Nothing can completely protect you from potentially buying a “lemon” horse, but a properly drafted Bill of Sale can determine whether you’re stuck with it.
Obviously, for my clients, a Bill of Sale is mandatory, but I was recently asked if it’s better to have a detailed Bill of Sale or one that is more generic that you can probably just download online? Which one has more loopholes? First, even a generic Bill of Sale you find Googling is better than no Bill of Sale at all (unless you’re in Florida where a generic Bill of Sale may not meet the legal requirements). But second, it’s probably clear by now that I prefer a detailed Bill of Sale. I believe that it’s best to try to prepare for every eventuality that might arise in and around a horse sale and contract for how it will be handled. That way, both sides of the transaction know exactly what to expect from each other if the worst-case scenario becomes a reality.

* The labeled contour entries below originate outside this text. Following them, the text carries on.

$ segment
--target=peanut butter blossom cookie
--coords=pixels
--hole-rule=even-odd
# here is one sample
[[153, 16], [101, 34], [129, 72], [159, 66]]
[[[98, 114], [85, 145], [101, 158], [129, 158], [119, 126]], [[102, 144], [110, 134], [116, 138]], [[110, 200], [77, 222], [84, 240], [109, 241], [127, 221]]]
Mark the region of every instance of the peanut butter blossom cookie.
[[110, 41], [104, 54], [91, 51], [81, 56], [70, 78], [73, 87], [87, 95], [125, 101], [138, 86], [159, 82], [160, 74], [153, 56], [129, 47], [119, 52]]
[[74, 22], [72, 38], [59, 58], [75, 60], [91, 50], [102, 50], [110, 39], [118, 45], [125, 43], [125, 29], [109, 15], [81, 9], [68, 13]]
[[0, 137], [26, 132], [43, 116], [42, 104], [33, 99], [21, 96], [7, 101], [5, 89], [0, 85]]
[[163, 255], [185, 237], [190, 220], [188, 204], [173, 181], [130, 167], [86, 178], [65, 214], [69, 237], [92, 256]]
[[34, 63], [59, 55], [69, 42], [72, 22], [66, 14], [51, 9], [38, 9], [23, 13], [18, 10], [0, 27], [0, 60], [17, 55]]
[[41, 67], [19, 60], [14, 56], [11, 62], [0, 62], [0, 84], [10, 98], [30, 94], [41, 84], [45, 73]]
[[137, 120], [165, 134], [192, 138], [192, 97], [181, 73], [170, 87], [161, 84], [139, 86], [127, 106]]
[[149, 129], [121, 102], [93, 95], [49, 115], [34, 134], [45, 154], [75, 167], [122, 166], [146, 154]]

In terms of loopholes, a generic Bill of Sale may fail to expressly and specifically disclaim implied warranties; it may fail to state who owns the horse during transport or whether a pre-purchase exam is waived if not performed, etc. In my opinion, a generic Bill of Sale may leave gaping holes for a legal action where the law greatly favors the Buyer. Seller’s can better protect and prepare themselves by contracting away potential problems rather than leaving out details for a court to fill in as they see fit and Buyers can rest easier knowing they are entering into a transparent transaction.
Conflicts over horse sales are unfortunately common. The industry has a long history of fraud and deceit―it’s where the derogatory term “horse trader” came from―but even reputable Sellers can have problematic sales because horses are an inherently risky commodity. But, a lot of that risk can be mitigated by a proper and comprehensive Bill of Sale. Not surprisingly, whether you are the Buyer or the Seller, I recommend you consult an equine lawyer to draft or review your Bill of Sale to make sure that it sets you up for the most positive outcome and protects you in the event the sale somehow goes sour.